Breaking the Slump

Two compelling books that take different approaches to the game of golf.

Breaking the Slump: How Great Players Survived their Darkest Moments in Golf – and What You Can Learn from Them By Jimmy Roberts HarperCollins 256pp., $24.99

If you’ve ever struggled to reach your goals on the links (and honestly, who hasn’t?), check out both Breaking the Slump by NBC-TV sports commentator Jimmy Roberts and Golf’s Sacred Journey by David L. Cook. Each takes a completely different approach. “Breaking the Slump” is based on the real-life advice of the pros. “Golf’s Sacred Journey” is a novel  but has a ring of authenticity and a quality of writing that makes it compelling, too.

Why do great athletes – in this case, golfers – fall into slumps? And how do they find their way back? Roberts sat down with 16 top golfers to find the answer in “Breaking the Slump.”
What’s impressive about this book is whom Roberts interviews. Probably by virtue of his day job, he has access to the Who’s Who of the professional golf world (plus a couple of celebrity golfers), including Nicklaus, Mickelson, Palmer, and Watson – to drop a few names. Most people won’t remember Palmer’s or Nicklaus’s slumps. But David Duval’s fall from No. 1 on the tour is a more recent event – as is his comeback.

Perhaps not too surprisingly, one of the take-aways is that excellence stems from more than physical prowess or athleticism. Every sport has a mental dimension. At the highest levels of golf, the mind can be the difference between first and last place. “The most difficult course is five inches long. That’s the distance between your ears,” says Ben Crenshaw (currently No. 36 on the 2009 Champions Tour money list) quoting golf legend Bobby Jones.

British golfer Justin Rose (currently 92 on the 2009 PGA tour money list) tells Roberts: “You have to invest in your mind. It’s a muscle, and it does need to be trained. You don’t just become mentally strong.”

Slumps can be caused by anything from a technical hitch to burnout to travel. In 1976, Johnny Miller was unbeatable. He won the British Open and had a pro career total of 18 tournament victories. But he also had a wife and four children under the age of 6 at home. He nose-dived from No. 2 on the golf tour’s money list to No. 112 in two years. Why? “Every chance he got to play the game he loved forced him to leave the ones he loved,” writes Roberts.

Miller was on the verge of quitting. But, he says, he came across a scriptural passage to the effect that, “it’s not what you accomplish in life that matters, but what you overcome that proves who you are or what kind of a man you are.”

Miller, a Mormon, tells Roberts: “I’ve never overcome anything.
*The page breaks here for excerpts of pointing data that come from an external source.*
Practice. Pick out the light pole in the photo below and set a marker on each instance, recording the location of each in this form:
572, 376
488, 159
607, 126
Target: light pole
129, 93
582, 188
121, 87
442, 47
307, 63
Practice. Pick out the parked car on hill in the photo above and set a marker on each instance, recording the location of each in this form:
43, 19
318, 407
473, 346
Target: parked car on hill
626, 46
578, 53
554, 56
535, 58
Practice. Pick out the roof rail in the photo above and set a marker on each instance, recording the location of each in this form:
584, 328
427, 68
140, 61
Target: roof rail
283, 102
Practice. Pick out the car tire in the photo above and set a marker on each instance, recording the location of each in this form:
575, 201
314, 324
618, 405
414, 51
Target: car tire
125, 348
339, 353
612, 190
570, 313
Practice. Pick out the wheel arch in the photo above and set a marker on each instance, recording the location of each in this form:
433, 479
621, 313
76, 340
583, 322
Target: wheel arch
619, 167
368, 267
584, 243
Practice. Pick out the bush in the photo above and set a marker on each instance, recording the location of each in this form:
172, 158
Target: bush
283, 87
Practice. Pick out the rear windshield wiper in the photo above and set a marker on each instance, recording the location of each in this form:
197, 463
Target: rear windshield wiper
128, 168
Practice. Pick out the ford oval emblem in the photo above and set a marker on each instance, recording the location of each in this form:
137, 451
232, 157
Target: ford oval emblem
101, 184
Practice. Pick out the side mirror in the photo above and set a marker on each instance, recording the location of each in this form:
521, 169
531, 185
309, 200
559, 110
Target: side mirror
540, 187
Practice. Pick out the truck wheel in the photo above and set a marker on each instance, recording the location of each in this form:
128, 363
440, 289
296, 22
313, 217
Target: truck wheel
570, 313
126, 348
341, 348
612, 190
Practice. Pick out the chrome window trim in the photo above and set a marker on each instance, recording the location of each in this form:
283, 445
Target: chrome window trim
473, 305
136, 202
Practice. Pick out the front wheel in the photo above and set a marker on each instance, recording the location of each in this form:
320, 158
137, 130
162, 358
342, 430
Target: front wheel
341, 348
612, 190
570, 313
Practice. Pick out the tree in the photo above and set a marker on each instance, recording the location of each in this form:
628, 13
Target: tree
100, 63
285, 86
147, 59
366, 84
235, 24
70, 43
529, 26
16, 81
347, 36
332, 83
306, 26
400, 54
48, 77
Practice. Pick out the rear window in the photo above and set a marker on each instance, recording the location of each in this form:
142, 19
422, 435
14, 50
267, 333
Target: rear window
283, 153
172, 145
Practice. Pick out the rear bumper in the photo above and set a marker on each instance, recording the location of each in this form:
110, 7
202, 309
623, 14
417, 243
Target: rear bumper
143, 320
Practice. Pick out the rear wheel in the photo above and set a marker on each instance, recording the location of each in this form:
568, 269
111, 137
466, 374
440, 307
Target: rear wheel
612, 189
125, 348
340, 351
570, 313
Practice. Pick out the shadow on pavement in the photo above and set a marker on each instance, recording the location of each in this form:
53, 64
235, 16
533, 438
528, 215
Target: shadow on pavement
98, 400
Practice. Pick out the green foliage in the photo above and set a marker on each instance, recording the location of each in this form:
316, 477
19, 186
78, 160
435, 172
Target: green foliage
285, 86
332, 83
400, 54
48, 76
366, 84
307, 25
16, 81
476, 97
How can I quit now? What are my kids going to think?” His children became his inspiration for a comeback, where he won several tournaments between 1980-83. Miller didn’t reach No.1, but he was back among the elite.

Everyone Roberts interviews has a different formula for breaking out of a slump. But some of the common denominators include taking a break (Nicklaus and Palmer), focusing on the fundamentals, developing a go-to shot, and simply rebuilding your confidence.

Roberts concludes: There’s no one way to fix a slump. But don’t give up. Eventually you’ll find the answer. “It’s like walking through a marketplace where everyone is babbling in a foreign language, and then suddenly, amidst the incomprehensible din, you’ll hear a voice clearly speaking in your native tongue,” he writes.

“Golf’s Sacred Journey” by David L. Cook is a hard book to put down.  I confess that I’m a sucker for redemption stories. The plot is about a professional mini-tour player striving to make the PGA tour, but he’s had one too many blowups on the course and is on the verge of quitting. His obsession with golf has pretty much ruined his life. He stumbles upon an old rancher, a former golf instructor, who promises: Give me a week and you’ll find your game.

What follows is a series of unorthodox lessons, including an art class, a flight lesson, and day of fly-fishing that is about finding one’s mental poise.

Golfers love to equate the sport with life. But in this case, this is a book that golfers and nongolfers will enjoy. It’s about finding control and perspective, and understanding that peak performance in any activity is based on more than technique.

I loved this story and the telling of it. But when I hit Chapter 9, I got mad. I felt duped. This chapter is about accepting God as your saviour. This was the first inkling that there was another agenda. It was a little like going to a golf lesson and finding a Tupperware pitch at the end.

But I couldn’t put the book down. I finally concluded that this story is about much more than golf, and if this man’s path out of a meaningless pursuit of a golf score was by finding a deeper understanding of what’s really important in life – helping others – so be it. And, I have to admire the author for the quality of the pitch to accept the Christ; it was gentle, undogmatic, and unconventional.

I would recommend “Golf’s Sacred Journey” to anyone, but I’d give them a heads up about where it’s heading.

David Clark Scott is the Monitor’s International news editor and chronic high handicapper.